“Where Are You Going, Where Have You Been” is perhaps Joyce Carol Oates most widely read and anthologized short story, and, as one critic wrote, “justly so” (Gale 257). First published in the 1996 edition of the journal Epoch and later reprinted in the 1970 short-story collection The Wheel of Love, the story has remained a critical and reader favorite. Literary scholar G.F. Waller has called it “one of the masterpieces of the genre” (Gale 257). In 1986, director Joyce Chopra adapted “Where Are You Going, Where Have You Been” for the big screen, translating the perennially popular story into Smooth Talk, a well-received film. Even Oates herself, in a 1982 interview, admitted that among hundreds of short-stories, “Where Are You Going, Where Have You Been” remained one of her favorites (Sjoberg 284).
In the story, Arnold Friend, an older man in teenage garb, arrives at the home of Connie, a 15-year-old girl on the cusp of adulthood, to convince her to come for a ride in his golden car. When Connie refuses, Arnold Friend becomes aggressive, using manipulation and threats to force her to submit. The nature of Arnold Friend’s true identity remains ambiguous throughout the story and has encouraged broad critical speculation. The most popular interpretation holds that the story’s villain is the devil or death in disguise. In “Where Are You Going, Where Have You Been” Joyce Carol Oates explores the cultural upheaval of mid-century America as well as themes of identity, will, and independence.

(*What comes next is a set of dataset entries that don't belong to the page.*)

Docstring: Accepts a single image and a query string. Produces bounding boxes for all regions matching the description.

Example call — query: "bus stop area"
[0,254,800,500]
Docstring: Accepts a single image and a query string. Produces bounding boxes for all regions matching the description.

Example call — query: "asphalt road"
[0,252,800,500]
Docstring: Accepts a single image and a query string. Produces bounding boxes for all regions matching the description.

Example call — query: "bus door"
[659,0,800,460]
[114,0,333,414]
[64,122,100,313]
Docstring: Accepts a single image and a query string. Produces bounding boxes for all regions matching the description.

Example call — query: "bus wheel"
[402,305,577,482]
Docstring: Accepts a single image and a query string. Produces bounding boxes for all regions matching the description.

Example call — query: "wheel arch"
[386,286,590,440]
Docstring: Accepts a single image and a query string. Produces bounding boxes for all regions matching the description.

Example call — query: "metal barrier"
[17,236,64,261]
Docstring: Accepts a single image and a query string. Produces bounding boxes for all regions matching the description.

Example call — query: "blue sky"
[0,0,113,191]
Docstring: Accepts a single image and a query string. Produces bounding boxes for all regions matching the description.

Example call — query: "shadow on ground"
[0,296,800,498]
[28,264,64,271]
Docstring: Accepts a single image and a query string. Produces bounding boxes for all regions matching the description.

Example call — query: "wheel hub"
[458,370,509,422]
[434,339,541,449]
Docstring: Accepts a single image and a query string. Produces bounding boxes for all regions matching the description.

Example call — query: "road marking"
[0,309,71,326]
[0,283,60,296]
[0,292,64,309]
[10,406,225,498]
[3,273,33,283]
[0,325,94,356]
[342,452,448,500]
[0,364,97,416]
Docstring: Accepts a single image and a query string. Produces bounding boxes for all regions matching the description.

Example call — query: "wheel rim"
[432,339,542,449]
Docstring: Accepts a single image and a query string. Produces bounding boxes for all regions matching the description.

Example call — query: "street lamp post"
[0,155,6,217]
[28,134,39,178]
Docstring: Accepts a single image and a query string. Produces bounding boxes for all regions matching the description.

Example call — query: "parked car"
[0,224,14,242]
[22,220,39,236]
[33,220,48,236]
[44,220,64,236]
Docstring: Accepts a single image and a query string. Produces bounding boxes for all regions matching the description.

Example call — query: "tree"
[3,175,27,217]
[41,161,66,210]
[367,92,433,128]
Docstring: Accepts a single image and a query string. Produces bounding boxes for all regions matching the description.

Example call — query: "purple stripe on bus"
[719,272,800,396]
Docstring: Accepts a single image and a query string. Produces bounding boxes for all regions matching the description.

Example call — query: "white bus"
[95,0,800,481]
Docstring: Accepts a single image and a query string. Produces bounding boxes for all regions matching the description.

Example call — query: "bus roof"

Inspiration for the story has come from a diffuse array of sources. Oates has always been “fascinated” by “the predicament of the young and of women;” as a young woman Connie’s character would easily fall within the author’s broader interests (Sjoberg 273). More specifically, Arnold Friend’s character was inspired by Charles Schmid, a man known as the Pied Piper of Tucson for his seduction and murder of several teenage girls (Oates). The structure of the story was influenced by Western European folk-tales about Death and the Maiden, where death personified seduces a young woman. Oates wrote that the story’s original title was in fact “Death and the Maiden,” but that she ultimately thought it “too explicit” (Oates). Finally, the tone and mood of the story were inspired by the 1965 Bob Dylan song “It’s All Over Now, Baby Blue,” which Oates once called “hauntingly elegiac” (Oates).